February 04, 2000
Legal Briefs
The Garden City law firm of Quadrino & Schwartz has won a tax dispute between its client, Barclay Townhouse and the Town of Hempstead.
Barclay Townhouse will no longer have to pay taxes on services it doesn't use, and the town must issue a refund of more than $75,000.
"Taxation without representation was an issue we thought was resolved a long time ago," joked Evan Schwartz, a founding partner at Quadrino & Schwartz. "Homeowners in the Barclay Townhouse development had read about similar communities that had fought on this issue and own. We were hired to eliminate an expense that was unnecessary and unfair."
In April 1986, the Town of Hempstead adopted a zoning change that required the newly built Barclay Townhouse Community to pay a private company to handle garbage pickup and for each unit to have an individual, in-ground trash container, rather than a dumpster used by multiple units. Barclay Townhouse never had refuse service from the town, but was charged for the service.

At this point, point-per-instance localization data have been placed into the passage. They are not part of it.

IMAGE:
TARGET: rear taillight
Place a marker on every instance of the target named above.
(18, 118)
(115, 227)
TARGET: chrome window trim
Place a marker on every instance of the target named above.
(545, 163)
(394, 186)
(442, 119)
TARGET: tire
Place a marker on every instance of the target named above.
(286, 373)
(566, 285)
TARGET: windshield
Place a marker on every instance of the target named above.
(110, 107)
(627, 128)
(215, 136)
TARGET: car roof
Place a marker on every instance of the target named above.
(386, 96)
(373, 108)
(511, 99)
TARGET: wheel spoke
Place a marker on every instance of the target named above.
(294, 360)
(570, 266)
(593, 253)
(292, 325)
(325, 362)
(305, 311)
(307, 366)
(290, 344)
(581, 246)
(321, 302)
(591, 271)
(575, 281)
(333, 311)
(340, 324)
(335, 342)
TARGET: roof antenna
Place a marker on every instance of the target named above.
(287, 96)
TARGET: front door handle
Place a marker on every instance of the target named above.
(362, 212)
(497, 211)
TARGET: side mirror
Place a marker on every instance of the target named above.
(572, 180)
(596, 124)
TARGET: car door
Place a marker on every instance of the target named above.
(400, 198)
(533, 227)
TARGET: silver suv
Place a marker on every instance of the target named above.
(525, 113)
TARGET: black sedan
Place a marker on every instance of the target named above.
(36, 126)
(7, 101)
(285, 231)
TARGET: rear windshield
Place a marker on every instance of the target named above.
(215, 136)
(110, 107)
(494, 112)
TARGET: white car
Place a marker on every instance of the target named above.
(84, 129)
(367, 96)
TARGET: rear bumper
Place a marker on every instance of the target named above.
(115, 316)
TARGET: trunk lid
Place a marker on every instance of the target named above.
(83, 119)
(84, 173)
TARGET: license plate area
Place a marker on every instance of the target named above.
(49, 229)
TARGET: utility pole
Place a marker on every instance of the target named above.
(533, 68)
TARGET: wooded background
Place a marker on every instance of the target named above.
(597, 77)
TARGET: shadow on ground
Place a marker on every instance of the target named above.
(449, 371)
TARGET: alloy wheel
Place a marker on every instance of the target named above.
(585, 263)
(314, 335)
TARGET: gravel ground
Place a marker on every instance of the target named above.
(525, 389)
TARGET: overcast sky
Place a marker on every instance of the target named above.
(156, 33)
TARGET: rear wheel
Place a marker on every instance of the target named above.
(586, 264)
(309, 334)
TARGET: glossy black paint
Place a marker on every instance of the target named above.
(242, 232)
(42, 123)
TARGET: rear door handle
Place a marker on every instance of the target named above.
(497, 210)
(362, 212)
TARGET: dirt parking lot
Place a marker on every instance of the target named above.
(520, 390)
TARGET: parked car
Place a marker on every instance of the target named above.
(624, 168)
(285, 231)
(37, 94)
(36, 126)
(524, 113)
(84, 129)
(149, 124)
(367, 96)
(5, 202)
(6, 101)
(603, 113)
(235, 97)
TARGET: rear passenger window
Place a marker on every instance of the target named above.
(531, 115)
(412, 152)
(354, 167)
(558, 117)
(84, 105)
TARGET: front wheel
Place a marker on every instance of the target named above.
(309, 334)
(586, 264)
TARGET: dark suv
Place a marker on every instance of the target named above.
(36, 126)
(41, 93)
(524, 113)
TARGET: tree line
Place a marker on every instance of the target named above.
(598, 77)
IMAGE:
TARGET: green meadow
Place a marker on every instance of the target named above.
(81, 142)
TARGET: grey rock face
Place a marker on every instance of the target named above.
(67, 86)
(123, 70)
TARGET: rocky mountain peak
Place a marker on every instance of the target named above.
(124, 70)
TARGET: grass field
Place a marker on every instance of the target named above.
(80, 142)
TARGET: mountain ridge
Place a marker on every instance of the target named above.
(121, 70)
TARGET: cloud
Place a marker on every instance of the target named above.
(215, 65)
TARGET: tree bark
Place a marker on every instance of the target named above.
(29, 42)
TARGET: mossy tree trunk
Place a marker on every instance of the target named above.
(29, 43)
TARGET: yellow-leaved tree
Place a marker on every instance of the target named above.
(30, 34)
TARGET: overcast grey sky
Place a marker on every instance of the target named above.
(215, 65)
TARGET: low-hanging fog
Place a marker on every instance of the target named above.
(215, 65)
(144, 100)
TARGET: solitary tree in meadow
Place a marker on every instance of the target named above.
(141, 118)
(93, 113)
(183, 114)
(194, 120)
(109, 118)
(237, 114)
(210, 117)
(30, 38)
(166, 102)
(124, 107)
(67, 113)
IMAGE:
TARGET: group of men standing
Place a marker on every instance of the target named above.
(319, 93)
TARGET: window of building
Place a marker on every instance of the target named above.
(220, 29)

According to Schwartz, when this discrepancy was brought to the town's attention, it refused to stop charging the tax. Barclay was paying about $7,000 to have a private carting company take out the trash, and being charged an additional $12,000 every year by the Town of Hempstead for a service it didn't get and didn't need. In 1995, Barclay Townhouse lodged a formal protest, the town refused to stop collecting the tax and Barclay Townhouse sued.